Marcelo fazia uma picolé de dá inveja a qualquer sorveteiro.
No quase cais da manhã de Cabrália ele abria as portas de casarão da sorveteria
E dali via cada movimento, de sua calçada grande
de seu alpendre de sol
de sua esperança nunca.

Marcelo tinha uma tristeza revelada – ele deveria ter muitas tristezas guardadas –
que era certeira para quem – como ele – viu Cabrália perder significados.
O turismo da pior espécie se instalara naqueles campos, naquelas praias
Entre Porto Seguro e Cabrália.
No entanto, Porto Seguro havia prosperado em nome do lucro e da expulsão de seus nativos.
Já Cabrália, somente recebia o onus dos pacotes turísticos que vinha de Porto.
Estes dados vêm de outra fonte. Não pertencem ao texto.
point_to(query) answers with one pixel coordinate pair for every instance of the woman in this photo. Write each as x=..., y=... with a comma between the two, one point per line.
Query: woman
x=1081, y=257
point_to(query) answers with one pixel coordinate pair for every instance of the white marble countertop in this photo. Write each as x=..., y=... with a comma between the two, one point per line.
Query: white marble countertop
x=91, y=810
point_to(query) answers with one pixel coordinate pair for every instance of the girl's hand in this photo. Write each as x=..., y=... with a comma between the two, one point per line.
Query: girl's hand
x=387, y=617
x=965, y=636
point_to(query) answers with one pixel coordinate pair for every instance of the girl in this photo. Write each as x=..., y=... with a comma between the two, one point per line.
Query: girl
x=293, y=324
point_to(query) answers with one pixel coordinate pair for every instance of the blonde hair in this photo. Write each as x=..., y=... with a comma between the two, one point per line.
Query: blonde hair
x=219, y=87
Turistas em sucessivos ônibus desciam no cais de Cabrália, não gastavam um centavo sequer
Mas sujavam tudo, incomodavam a rotina dos moradores e ainda proferiam insultos contra aquele lugar pacato.

Marcelo não suportava vê aquilo e foi-se sem poder reclamar para qualquer autoridade o que via diariamente.
O picolé vendido em sua sorveteria era uma coisa de louco, de tanta maravilha.
Ainda bem que aqueles turistas feios e mal educados não descobriram o seu segredo, de fazer picolé maravilhoso.
Para não termos que aguentar filas de turistas, que trazem como sempre, o que há de pior em seus entretenimentos de nada.